I would say that it definitely does, I have it with me all the time. In my opinion you can’t put your heritage down, or fully shove it to the side—it is part of you, your approach to things, and in my case, my aesthetics.

What are distinctive elements of both sides of your heritage that you bring to your collections?

I have this chrysanthemum flower that keeps reappearing in my design. This is a flower from my grandmothers wedding dress, a Chinese symbol of vitality that is close to my heart. My Danish heritage has a more of an overall influence on my aesthetics. It’s about a humble approach, full of simplicity and functionality that to me is very typically Danish.

What was this collection inspired by?

My first thoughts were around the longing for travel and everything revolving that: the sun, desert, the salt of the ocean.
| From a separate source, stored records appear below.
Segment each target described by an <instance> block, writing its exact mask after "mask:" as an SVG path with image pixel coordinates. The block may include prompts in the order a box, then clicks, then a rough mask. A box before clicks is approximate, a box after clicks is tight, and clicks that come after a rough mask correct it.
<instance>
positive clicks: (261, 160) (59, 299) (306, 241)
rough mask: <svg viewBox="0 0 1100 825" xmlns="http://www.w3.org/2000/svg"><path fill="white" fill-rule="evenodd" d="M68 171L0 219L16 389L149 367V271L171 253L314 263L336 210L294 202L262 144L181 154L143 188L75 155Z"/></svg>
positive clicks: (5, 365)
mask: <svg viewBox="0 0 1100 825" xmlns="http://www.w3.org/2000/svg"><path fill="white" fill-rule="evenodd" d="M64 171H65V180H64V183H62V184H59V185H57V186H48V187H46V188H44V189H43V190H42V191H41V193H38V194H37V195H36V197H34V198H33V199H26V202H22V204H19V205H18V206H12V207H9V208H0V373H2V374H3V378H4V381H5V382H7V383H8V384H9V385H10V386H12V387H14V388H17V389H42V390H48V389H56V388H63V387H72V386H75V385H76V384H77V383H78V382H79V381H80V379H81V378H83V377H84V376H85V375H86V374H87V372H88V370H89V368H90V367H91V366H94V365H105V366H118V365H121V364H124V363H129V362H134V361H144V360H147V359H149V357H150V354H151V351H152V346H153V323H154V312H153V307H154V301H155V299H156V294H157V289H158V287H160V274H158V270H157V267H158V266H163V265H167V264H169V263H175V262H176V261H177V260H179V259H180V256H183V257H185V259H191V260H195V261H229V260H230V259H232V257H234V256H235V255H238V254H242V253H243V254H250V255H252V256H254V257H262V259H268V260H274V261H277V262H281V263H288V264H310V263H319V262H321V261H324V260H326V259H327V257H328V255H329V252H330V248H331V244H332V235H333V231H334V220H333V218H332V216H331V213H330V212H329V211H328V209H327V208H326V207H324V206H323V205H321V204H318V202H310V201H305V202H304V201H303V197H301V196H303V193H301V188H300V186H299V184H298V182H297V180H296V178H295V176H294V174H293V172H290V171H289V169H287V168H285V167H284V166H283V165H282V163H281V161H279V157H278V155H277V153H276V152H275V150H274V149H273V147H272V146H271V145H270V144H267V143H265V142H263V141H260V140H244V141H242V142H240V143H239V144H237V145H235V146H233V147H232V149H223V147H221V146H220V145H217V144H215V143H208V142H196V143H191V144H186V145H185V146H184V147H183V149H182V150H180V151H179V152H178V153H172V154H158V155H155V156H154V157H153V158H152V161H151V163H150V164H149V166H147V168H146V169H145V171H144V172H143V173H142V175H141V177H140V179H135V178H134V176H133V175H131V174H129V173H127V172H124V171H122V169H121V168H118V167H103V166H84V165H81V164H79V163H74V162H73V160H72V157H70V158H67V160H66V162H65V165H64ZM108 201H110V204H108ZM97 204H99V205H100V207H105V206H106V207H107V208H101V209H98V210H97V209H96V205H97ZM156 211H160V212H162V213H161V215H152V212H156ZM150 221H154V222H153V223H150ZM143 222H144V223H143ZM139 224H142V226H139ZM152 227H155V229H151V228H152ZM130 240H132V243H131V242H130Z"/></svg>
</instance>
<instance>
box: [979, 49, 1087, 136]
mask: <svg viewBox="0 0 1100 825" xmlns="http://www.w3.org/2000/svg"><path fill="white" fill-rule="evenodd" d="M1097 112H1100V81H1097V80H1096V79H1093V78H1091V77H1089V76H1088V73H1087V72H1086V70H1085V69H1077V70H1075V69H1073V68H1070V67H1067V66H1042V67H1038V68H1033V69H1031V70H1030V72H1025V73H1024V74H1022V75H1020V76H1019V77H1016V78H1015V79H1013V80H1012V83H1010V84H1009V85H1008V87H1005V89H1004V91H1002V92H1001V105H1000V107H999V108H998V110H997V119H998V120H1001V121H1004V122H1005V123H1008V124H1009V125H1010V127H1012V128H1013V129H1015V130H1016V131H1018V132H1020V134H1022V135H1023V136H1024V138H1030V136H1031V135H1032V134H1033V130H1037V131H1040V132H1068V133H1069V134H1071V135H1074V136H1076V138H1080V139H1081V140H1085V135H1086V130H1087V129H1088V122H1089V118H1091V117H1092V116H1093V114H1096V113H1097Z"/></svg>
I stepped into the feeling of this postcard from faraway places, the cultures, the smells, new tastes, burnt colours. I wanted to create pieces that were easily combined, that were light, easy to layer, made with good materials that work well together, independent of the daily temperature.

What is new about this collection that you would like audiences to know?

In the SS22 collection, aside from the slightly stronger colour palette, I would just like to introduce the wearer to the next chapter of this wardrobe story. The continuous development of welcoming new function and exquisite materials, with layering and workwear as central elements.

What is your dream or next goal?

Simply just be able to keep doing what I do each day. It’s truly a privilege. My goal is to be able to have healthy growth in my company, yet still have a close presence in the collections and to the craft. I don’t have a need to become a huge fashion house. And, I would definitely love to explore China more one day. That is absolutely on my list!